Foto: Divulgação TJRR
O Tribunal de Justiça de Roraima (TJRR) amplia seu impacto social ao apoiar iniciativas que beneficiam diretamente a população em situação de vulnerabilidade. Na manhã desta terça-feira, 1º de abril, o Poder Judiciário, por meio da Corregedoria-Geral de Justiça (CGJ), destinou 160 bens apreendidos e não reclamados à Cáritas Diocesana de Roraima (CDRR), transformando itens parados em suporte para quem mais precisa.
A entrega aconteceu pela Diretoria de Gestão de Bens Apreendidos (DGBA) e incluiu 75 bicicletas, 22 celulares, 3 notebooks, 2 caixas de som, itens de vestuário e outros materiais. Todos os objetos tiveram suas apreensões em ações criminais. Contudo, não houve a reivindicação pelos proprietários dentro do prazo legal.
O corregedor-geral de Justiça, desembargador Erick Linhares, destacou que a iniciativa visa dar um novo destino a bens que, de outra forma, permaneceriam inutilizados, reforçando a importância de apoiar entidades que atuam junto a públicos em situação de risco.

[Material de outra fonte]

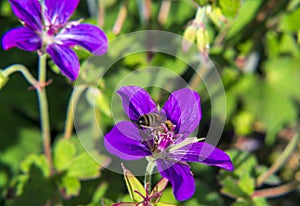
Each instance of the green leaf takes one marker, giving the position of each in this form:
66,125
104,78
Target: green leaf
243,122
246,13
229,7
133,184
39,161
35,182
260,201
240,182
71,185
231,188
290,22
64,152
283,75
84,167
100,192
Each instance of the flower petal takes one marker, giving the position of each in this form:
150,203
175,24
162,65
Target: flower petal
59,12
29,11
180,176
125,142
136,101
184,110
88,36
22,38
203,152
65,59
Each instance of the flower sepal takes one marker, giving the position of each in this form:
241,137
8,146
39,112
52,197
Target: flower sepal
3,79
141,195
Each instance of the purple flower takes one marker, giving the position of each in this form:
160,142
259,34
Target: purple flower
161,136
46,28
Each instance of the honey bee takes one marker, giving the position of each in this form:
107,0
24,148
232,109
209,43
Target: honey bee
157,125
154,121
151,120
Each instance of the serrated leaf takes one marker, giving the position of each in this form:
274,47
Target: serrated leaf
38,161
38,184
133,184
71,185
290,22
64,152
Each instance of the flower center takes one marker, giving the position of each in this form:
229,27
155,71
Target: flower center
160,132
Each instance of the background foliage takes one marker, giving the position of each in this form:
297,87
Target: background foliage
255,47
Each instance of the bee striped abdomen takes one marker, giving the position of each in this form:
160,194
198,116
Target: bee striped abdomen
150,120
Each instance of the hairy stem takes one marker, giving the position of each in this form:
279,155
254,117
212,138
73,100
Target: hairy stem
24,71
148,175
44,113
70,112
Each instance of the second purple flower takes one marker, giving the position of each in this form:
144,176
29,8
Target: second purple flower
46,28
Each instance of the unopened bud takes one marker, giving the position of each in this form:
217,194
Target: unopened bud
3,79
189,36
203,40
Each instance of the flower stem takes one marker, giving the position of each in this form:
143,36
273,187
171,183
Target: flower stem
20,68
281,160
149,171
70,112
44,113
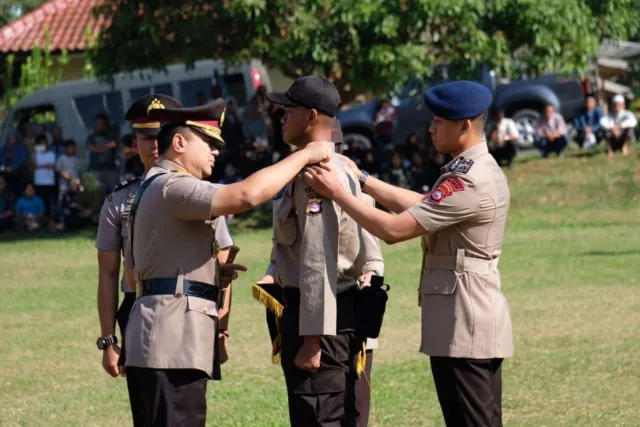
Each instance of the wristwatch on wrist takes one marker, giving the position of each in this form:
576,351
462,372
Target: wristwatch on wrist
104,342
363,178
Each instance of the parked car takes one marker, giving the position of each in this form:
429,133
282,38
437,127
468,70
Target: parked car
73,105
522,100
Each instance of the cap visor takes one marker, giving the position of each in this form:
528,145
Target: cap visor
209,134
279,98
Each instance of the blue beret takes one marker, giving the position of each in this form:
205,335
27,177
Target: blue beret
458,100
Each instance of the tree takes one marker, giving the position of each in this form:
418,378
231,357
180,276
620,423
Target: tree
362,45
12,10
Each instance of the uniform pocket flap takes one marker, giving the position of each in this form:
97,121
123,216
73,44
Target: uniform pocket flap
285,231
202,305
439,282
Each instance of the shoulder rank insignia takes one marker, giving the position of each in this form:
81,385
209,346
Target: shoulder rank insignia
446,189
126,183
314,207
461,165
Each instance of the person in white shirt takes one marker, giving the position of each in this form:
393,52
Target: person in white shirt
502,139
68,167
620,126
44,176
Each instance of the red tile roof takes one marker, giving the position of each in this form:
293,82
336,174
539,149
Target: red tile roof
66,20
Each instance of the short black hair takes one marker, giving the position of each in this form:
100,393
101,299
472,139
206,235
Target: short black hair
167,132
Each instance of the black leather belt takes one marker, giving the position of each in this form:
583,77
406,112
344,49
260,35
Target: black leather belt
190,288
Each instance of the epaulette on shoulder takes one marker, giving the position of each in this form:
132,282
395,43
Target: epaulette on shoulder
126,183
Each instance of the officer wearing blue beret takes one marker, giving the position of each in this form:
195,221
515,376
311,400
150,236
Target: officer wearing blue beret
466,324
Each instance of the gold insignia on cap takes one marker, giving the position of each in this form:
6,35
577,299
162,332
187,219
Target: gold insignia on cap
155,105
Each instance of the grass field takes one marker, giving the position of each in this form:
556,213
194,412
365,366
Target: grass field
570,269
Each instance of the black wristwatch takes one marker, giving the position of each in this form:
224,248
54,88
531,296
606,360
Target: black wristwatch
104,342
363,178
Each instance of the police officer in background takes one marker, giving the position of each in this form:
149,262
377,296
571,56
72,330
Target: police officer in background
317,262
466,325
173,335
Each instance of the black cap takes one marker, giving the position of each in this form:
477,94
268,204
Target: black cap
312,92
336,133
207,119
138,113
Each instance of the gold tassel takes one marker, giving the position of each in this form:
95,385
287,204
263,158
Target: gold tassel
361,360
267,300
275,350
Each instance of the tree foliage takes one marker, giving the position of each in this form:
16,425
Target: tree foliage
363,45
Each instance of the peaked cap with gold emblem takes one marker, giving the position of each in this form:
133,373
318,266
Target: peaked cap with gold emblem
138,113
206,119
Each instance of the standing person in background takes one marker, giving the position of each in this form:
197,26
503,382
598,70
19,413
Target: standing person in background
620,126
44,174
103,153
587,124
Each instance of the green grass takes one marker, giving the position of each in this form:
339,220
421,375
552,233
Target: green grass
570,269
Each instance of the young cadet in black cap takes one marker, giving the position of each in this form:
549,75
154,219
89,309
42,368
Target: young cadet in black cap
317,259
466,325
112,238
173,336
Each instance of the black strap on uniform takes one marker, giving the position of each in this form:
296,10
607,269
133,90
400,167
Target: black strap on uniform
134,208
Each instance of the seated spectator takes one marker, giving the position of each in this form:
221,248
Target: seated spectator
502,139
587,124
551,132
44,175
417,176
133,166
13,163
30,210
397,175
68,167
72,214
6,206
620,127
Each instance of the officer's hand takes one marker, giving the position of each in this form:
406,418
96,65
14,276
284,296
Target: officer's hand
110,358
319,151
365,279
268,279
323,179
352,165
229,272
308,357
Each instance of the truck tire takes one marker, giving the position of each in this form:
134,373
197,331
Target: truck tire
526,120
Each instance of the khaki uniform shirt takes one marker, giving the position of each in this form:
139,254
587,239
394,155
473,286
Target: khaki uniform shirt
317,248
464,313
113,235
172,239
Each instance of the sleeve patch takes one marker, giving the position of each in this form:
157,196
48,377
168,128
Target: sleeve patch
314,207
446,189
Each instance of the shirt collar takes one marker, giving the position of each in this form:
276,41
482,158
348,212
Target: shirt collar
469,153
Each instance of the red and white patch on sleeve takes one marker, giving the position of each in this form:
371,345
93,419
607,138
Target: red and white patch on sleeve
446,189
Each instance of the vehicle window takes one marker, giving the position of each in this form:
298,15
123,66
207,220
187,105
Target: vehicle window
115,107
89,107
235,88
189,89
134,94
164,89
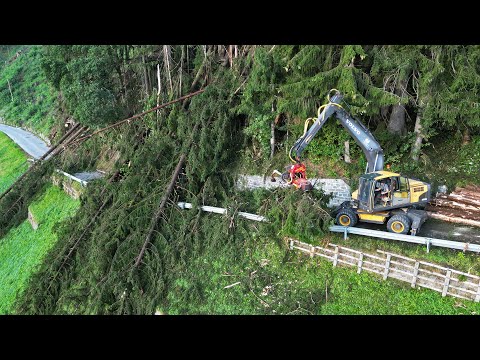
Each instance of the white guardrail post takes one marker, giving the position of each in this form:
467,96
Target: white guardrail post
408,238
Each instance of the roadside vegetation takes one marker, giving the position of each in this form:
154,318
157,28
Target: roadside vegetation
26,98
22,249
198,263
13,162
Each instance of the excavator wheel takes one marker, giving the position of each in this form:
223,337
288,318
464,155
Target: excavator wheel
399,224
346,217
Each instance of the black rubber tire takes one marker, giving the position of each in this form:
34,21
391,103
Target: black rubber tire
286,176
399,224
345,213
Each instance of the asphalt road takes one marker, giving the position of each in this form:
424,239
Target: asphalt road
31,144
439,230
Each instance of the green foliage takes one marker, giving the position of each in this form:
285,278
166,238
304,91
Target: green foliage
85,76
259,98
194,258
26,98
22,249
13,162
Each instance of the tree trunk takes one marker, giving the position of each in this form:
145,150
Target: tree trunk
466,138
10,88
272,139
418,141
396,124
347,152
166,58
145,75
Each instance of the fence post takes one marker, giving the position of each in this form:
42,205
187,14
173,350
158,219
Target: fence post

“Quando assumimos a Corregedoria, havia uma grande quantidade de bens armazenados no depósito. Buscamos, então, instituições sérias que necessitassem desses materiais. A Cáritas realiza um trabalho fundamental com migrantes e populações vulneráveis, e o Judiciário reconhece e contribui para o fortalecimento”, afirmou.
A Cáritas Diocesana de Roraima é uma entidade reconhecida por sua atuação humanitária, especialmente no acolhimento de migrantes, refugiados e famílias em situação de vulnerabilidade. A presidente da instituição, irmã missionária escalabriniana Terezinha Santin, agradeceu pela doação.
“Receber uma doação significa levar às pessoas em situação de vulnerabilidade um dom precioso de Deus, com um gesto solidário, fraterno e humano, que contribui para evitar uma vulnerabilidade ainda maior, que pode levar à violência”.
Assim, a diretora da DGBA, Gicelda Assunção, explicou que os bens são provenientes de processos criminais e enviados ao TJRR pela Delegacia Central de Flagrantes.
Após a publicação de edital no Diário da Justiça Eletrônico (DJE) e na imprensa, os itens não reclamados ficam disponíveis para doação a instituições cadastradas.
“O proprietário tem 15 dias para reivindicar os bens após a publicação do edital. Caso não ocorra, os objetos vão para doações ou leilões, conforme determina a legislação vigente”, finalizou.